The ACSM guideline designed for patients with cancer recommends aerobic exercises with moderate to high intensity (e.g., swimming, walking, dancing, cycling, and treadmill) for three or more days per week, with 30-min sessions [39]. For resistance exercises, it recommends home-based activities involving strength, elastic bands, dumbbells, or exercises using body weight, especially for lower and upper limbs and lumbar and trunk muscle groups [39]. Also, the frequency should be two or three days per week with two to four sets of 10 to 15 (light weights) or 8 to 12 repetitions (moderate or high weights), resting one day between sessions [39]. Thus, the studies included in this review followed these recommendations.

Combined resistance and aerobic exercises may provide physical, psychological, and social benefits for women who survived breast cancer [29]. Thus, regular exercise is a non-pharmacological treatment for poor sleep quality of these women [40]. Also, poor sleep may be associated with increased cardiovascular and metabolic risks, highlighting the importance of physical and psychological well-being to prevent depression [41].

The findings of this study corroborated evidence supporting exercise as an intervention to improve quality of life and perceptions of physical function and reduce anxiety and depressive symptoms, sleep disorders, and fatigue [39, 42]. Also, exercise does not offer risks for exacerbating upper limb lymphedema and is considered safe during and after cancer treatment, reducing side effects [39, 42].

The study had some limitations, such as the variability of outcome measures for sleep, limiting the number of meta-analyses and preventing comparison by types of exercises.

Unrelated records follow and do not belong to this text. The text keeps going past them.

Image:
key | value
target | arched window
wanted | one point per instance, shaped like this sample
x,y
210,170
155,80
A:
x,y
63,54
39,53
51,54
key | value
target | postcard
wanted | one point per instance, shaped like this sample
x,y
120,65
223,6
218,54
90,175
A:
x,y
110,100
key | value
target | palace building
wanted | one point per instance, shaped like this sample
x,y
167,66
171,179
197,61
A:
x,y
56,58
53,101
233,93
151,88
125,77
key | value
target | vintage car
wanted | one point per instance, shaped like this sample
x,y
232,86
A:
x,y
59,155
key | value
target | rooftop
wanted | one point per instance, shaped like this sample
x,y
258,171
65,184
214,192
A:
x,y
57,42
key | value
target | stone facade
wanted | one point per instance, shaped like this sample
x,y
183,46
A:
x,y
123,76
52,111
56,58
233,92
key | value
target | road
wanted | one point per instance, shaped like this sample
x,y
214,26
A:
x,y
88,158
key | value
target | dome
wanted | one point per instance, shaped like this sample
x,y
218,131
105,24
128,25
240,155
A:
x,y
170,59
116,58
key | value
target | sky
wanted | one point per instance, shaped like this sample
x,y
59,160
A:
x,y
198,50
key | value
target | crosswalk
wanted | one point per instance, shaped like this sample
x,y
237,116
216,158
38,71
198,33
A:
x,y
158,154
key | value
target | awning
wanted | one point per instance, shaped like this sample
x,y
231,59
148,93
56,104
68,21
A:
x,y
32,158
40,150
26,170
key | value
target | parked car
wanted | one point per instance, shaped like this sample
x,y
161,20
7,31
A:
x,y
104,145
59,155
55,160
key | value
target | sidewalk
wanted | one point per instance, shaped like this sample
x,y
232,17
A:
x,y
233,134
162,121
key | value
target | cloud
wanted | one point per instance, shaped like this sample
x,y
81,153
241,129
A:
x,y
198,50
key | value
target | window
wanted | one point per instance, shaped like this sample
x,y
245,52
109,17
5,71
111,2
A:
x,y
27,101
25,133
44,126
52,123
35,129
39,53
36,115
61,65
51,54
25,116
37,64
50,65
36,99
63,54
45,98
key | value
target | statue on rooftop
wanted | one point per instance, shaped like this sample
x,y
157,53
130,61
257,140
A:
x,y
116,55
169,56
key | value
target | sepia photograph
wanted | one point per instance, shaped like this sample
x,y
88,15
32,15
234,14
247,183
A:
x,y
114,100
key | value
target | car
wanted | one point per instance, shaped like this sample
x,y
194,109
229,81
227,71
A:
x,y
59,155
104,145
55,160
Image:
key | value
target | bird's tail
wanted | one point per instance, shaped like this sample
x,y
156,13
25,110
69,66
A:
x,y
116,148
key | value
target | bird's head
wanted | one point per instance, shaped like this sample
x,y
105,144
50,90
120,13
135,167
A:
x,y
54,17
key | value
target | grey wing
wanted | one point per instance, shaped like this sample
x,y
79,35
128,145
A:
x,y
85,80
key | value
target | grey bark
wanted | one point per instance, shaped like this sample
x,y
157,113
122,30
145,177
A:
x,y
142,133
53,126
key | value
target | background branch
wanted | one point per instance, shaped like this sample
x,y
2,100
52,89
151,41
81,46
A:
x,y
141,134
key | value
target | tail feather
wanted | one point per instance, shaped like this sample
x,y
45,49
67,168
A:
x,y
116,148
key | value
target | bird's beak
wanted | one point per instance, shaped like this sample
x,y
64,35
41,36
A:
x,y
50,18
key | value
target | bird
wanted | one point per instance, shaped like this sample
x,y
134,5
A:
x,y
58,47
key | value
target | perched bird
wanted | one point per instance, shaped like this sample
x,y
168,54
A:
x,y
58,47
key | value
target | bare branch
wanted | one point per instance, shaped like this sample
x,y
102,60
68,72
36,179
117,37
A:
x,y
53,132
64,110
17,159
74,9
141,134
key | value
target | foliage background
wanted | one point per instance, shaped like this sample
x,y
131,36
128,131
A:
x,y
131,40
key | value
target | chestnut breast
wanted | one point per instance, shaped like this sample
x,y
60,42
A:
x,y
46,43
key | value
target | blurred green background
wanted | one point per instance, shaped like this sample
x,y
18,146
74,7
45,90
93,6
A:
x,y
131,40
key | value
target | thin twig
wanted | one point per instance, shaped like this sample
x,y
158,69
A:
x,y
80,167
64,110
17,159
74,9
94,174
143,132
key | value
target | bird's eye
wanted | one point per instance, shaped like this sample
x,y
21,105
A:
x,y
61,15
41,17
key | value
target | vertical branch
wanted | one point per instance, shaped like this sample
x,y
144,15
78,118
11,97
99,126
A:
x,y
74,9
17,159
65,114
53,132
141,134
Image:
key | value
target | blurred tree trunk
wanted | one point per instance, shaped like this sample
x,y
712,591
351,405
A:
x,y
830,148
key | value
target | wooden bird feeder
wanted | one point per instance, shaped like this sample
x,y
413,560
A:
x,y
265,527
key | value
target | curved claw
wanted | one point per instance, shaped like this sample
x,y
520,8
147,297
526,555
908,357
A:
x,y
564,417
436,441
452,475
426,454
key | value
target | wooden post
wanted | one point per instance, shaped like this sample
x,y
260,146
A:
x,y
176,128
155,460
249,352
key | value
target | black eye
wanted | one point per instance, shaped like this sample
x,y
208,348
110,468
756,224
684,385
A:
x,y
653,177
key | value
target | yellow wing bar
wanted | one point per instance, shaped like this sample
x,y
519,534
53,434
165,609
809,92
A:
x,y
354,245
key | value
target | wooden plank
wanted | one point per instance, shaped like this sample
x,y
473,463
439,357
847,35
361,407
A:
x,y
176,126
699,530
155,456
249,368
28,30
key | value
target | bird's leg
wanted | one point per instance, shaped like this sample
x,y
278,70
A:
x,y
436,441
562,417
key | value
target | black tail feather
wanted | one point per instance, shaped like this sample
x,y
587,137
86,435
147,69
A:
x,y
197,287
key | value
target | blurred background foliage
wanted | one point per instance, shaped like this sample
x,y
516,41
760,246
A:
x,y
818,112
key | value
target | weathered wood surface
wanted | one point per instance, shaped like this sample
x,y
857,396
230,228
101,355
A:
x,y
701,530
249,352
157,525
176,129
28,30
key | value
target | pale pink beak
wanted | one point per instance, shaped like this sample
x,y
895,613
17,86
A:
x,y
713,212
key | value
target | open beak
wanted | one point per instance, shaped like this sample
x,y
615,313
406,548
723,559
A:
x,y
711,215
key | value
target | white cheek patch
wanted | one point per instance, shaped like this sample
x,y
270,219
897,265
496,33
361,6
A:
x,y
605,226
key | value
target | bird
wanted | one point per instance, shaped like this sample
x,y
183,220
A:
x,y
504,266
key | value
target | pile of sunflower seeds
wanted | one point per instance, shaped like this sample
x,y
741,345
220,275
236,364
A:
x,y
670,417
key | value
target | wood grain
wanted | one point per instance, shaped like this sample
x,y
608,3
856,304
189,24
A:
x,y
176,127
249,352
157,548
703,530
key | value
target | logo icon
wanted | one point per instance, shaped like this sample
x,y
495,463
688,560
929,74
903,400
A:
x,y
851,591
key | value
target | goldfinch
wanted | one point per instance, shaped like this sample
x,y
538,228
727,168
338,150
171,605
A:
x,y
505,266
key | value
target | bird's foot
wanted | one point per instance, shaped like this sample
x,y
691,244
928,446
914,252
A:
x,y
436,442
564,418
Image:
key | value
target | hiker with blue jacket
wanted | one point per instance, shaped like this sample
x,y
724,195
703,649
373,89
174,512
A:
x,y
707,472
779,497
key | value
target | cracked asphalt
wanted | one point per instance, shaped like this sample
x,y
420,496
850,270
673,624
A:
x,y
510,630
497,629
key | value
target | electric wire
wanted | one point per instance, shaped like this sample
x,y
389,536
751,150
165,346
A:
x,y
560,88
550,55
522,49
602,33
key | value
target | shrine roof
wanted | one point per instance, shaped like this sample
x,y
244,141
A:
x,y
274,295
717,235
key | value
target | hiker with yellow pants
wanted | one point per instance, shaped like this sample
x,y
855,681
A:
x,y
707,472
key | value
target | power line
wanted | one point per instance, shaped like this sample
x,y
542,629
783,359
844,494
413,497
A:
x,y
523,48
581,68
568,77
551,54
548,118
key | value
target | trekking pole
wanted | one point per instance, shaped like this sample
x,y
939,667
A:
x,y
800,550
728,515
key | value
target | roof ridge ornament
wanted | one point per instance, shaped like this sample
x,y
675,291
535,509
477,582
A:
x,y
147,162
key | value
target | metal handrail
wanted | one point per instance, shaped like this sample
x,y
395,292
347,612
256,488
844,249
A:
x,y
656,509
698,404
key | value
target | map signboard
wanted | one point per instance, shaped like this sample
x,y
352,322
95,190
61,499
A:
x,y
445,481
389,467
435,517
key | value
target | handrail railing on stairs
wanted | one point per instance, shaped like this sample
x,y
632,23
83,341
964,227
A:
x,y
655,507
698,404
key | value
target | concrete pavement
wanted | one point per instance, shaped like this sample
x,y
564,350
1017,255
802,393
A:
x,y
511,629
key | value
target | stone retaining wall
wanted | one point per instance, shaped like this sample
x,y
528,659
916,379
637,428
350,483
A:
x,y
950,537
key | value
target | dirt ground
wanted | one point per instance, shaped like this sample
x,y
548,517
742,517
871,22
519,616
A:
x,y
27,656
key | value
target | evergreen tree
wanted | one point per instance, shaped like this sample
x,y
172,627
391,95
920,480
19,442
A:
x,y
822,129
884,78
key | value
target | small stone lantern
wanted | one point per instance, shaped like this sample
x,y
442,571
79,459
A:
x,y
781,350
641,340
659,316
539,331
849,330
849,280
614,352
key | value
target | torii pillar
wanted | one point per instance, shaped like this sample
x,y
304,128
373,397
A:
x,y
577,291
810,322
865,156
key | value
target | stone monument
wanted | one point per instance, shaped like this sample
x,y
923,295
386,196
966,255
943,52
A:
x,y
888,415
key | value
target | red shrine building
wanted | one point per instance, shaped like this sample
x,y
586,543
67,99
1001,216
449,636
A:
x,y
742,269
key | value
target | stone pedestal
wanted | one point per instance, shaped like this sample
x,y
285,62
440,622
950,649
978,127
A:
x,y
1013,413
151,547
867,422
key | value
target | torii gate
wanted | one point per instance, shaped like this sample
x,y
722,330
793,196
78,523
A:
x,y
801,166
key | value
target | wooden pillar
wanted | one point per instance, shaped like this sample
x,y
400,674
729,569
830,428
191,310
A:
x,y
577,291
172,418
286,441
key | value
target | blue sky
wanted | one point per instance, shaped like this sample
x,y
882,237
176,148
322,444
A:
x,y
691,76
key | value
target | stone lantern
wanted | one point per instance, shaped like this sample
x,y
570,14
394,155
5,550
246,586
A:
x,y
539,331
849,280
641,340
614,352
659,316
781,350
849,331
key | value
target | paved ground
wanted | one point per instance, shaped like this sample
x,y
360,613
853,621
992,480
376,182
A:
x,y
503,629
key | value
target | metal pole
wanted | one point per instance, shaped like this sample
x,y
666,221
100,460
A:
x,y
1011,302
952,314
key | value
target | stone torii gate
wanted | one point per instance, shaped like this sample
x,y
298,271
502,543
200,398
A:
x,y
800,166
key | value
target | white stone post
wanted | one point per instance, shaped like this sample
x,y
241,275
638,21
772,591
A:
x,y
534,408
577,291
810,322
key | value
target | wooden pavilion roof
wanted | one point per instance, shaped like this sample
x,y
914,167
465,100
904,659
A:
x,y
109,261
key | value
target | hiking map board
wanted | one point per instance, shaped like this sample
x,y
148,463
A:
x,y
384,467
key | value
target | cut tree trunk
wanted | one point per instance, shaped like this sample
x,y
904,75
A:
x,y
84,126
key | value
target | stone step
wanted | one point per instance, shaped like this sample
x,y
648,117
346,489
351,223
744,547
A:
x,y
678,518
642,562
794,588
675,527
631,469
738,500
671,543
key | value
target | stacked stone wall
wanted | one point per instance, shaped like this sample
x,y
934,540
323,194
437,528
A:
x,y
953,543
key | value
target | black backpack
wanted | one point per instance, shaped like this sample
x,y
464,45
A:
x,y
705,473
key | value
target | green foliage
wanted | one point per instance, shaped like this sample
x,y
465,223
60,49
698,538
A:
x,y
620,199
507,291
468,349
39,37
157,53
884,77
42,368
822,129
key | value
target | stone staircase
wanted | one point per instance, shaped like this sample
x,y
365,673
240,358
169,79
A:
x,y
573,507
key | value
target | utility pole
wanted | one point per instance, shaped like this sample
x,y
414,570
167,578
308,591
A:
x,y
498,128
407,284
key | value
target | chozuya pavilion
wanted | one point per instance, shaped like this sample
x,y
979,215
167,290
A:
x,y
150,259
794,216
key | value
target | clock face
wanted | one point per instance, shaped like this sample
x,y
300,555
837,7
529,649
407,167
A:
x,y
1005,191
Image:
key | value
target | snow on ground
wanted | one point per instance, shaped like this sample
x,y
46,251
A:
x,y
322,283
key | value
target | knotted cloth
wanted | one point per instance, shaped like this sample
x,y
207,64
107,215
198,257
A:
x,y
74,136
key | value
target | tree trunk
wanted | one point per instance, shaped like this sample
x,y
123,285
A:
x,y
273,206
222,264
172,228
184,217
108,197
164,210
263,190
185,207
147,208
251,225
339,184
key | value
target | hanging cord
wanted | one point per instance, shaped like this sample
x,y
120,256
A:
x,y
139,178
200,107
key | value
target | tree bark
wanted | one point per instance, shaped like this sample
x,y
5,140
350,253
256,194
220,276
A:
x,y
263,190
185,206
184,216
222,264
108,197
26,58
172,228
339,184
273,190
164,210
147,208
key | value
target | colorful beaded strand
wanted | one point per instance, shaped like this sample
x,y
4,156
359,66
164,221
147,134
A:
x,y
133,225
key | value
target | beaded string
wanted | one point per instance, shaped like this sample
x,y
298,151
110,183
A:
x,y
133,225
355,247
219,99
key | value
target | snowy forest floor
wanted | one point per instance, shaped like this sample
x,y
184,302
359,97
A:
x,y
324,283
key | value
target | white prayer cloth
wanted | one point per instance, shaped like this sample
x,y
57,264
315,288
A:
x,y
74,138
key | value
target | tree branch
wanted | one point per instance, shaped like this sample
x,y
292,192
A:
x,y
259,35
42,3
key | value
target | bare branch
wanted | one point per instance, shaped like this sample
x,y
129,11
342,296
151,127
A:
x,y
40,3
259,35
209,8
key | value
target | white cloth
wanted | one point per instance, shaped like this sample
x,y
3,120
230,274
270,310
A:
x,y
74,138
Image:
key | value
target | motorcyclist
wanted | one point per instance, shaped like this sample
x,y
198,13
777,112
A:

Also, the methodological quality of some studies was compromised due to the high risk of bias, which may affect the reliability of reported effect sizes. Furthermore, the inclusion of patients across diverse phases of oncological treatment precluded the execution of subgroup analyses, thereby limiting the estimation of the influence of each treatment on observed effects. Lastly, clinical trials did not provide information on the effects of exercise on vasomotor symptoms associated with disrupted sleep. Future studies should investigate this aspect to enhance the comprehensiveness of the existing literature.

This study highlighted the need for multidisciplinary teamwork to provide exercise practice and reduce negative effects of cancer treatment on sleep of women with breast cancer. It also provided updated information for healthcare professionals regarding SE benefits on sleep outcomes and may support and guide physical therapists by presenting evidence to improve the sleep of these women.

Conclusion

SE protocols for women who survived breast cancer increased sleep quality and immobility time and reduced sleep disturbance and daytime dysfunction symptoms. Most protocols were multicomponent (i.e., aerobic and resistance exercises) with moderate to high intensity. However, the high heterogeneity of some outcomes and the risk of bias may influence the magnitude of the effect.